Mia Bloom

 

On her book Bombshell: Women and Terrorism

Cover Interview of November 28, 2011

In a nutshell

In my book Bombshell: Women and TerrorismI examine the changing nature of terrorism.

The face of terrorism is changing—and it is now often a woman’s face. No longer can we expect terrorists to look a certain way, be a certain age, or gender.  In the book, I argue that women are subject to a variety of recruitment strategies. While many people assume that all women are forced by a man in their lives to engage in violence, in fact, this varies greatly from organization to organization. Some groups experienced the women themselves demanding to participate, for example Hamas in the 1990s. While the former leaders of Hamas, Sheikh Rantisi and Sheikh Yassin initially rejected female suicide bombers, many Palestinian women began to lobby for the right to demonstrate that they were just as dedicated as the men and wanted to become Istishhadiyya (self martyrs).

One woman, featured in the book, Ahlam al Tamimi, became a leader of Hamas’ female prisoners. Tamimi is one of over 1000 Palestinian Prisoners being released in exchange for captured Israeli soldier, Gilad Shalit. Women in the Provisional IRA were never forced to engage in violence and many Tamil women in Sri Lanka were also enthusiastic participants. Many of the former female IRA women, are also leaders in the Stormont Parliament.

However, these examples are in stark contrast to the Iraqi women in Diyala province in the Sunni triangle were not just mildly coerced or pressured, but selectively targeted women to be raped in order to give them no other option but to become bombers for Ansar al Sunnah.

I think the extent to which an organization will coerce women is important to emphasize because it says a lot about how much the group cares about its population but also how strong or weak they are.

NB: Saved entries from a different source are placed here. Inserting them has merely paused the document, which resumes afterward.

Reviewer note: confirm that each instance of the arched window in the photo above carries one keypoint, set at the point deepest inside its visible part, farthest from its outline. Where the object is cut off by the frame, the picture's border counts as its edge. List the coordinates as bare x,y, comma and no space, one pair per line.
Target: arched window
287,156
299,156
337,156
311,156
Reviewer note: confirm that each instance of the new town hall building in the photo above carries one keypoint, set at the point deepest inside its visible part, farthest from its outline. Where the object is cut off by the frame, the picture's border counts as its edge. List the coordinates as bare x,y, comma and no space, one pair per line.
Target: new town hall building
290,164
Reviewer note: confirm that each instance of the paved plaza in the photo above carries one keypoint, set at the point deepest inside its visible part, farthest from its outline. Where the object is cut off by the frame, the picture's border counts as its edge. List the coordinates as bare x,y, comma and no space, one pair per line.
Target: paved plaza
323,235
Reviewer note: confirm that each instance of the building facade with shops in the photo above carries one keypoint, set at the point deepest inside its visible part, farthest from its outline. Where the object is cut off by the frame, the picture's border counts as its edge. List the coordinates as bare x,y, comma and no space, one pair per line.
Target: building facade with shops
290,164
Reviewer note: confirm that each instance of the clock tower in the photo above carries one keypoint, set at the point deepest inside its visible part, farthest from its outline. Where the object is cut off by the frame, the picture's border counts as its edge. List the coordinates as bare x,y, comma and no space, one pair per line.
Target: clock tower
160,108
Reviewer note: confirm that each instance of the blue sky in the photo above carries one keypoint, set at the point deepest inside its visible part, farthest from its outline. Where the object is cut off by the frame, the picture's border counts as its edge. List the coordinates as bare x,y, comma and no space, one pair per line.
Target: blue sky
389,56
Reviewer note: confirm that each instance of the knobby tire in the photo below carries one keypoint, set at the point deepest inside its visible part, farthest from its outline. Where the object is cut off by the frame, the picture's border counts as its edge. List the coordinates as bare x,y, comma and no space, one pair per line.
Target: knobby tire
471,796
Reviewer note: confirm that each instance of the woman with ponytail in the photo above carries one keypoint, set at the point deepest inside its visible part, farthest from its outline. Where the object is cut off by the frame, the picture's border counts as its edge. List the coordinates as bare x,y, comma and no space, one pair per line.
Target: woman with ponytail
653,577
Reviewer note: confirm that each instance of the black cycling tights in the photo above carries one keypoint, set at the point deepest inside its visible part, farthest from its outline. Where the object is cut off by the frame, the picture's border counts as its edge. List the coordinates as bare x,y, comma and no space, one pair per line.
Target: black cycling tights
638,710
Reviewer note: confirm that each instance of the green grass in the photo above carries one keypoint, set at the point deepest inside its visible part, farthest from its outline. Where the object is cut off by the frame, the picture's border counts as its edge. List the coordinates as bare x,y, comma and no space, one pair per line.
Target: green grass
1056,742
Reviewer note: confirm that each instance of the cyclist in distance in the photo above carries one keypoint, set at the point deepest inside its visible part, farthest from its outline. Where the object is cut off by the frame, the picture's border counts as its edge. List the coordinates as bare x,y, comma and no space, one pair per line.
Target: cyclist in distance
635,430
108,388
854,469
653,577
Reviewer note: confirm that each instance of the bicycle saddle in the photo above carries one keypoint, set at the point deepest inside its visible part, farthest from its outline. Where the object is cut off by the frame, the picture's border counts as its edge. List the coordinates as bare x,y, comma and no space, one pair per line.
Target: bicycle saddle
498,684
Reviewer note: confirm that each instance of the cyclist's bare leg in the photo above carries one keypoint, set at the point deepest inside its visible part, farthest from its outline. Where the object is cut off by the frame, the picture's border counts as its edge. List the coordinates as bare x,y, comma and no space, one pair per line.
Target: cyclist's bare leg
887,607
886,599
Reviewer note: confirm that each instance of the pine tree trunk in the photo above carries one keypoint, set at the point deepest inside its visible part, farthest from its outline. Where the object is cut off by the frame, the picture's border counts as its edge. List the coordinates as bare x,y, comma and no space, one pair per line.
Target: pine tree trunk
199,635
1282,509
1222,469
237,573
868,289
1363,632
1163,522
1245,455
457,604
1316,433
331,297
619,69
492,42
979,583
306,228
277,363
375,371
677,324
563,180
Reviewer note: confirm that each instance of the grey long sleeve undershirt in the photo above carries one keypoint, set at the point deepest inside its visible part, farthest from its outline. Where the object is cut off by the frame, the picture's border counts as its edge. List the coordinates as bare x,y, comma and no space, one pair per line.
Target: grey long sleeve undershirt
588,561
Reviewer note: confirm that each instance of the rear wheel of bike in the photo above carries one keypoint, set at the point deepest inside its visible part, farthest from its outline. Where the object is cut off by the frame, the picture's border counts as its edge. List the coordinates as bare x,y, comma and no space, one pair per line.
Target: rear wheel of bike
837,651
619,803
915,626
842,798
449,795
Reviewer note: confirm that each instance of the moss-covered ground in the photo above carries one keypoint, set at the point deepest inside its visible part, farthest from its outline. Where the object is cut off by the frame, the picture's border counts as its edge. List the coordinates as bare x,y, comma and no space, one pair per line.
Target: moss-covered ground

It is also significant that one of the major rallying cries to engage in the Jihad in Iraq or Afghanistan by groups affiliated with Al Qaida has been to protect the “sisters in Islam” from attack, when in fact, in many instances, it is the groups themselves that attack the women’s honor. I suspect that many readers would be appalled to know about the activities of Samira Ahmed Jassim who organized the rape of 80 women for this purpose.

  Using women is an excellent way to shame men into participating. I think in certain societies the use of women will help also recruit men to the cause because of the feeling that women are doing their work. This has been debated in some of the Jihadi circles about whether a woman’s obligation for Jihad is equal to that of a man.  I think it is also conveys the idea that the conflict is unstoppable if even the women are involved.

Finally, as I was completing the book, Umayma al Zawihiri came out with a open letter to all women stating that women could in fact participate in Jihad and even as suicide bombers all the while her husband, Ayman al Zawahiri was categorically saying that there were no women in Al Qaida. I think this is a way for Zawahiri (before the death of Osama Bin Laden) to play both sides of the debate.

Significantly, since Mrs. Zawahiri’s letter, a number of websites and publications have emerged that encourage more Jihadi women to take an activist role. And certainly, we see that among the new generation of leaders, people like Omar Hammami have a more “progressive” attitude about women suicide bombers and militant activists.

Not only will we likely see more women in places like Somalia, Uzbekistan, Pakistan and Iraq, and even places like Afghanistan and the Gulf, but we are likely to see also more and more children being used as bombers.

No one is expecting traditional women. Finally, the traditional clothes, like the Niqab allows one to hide an improvised explosive device effectively and if anything, might give the impression of a late term pregnant woman, which is also an excellent disguise.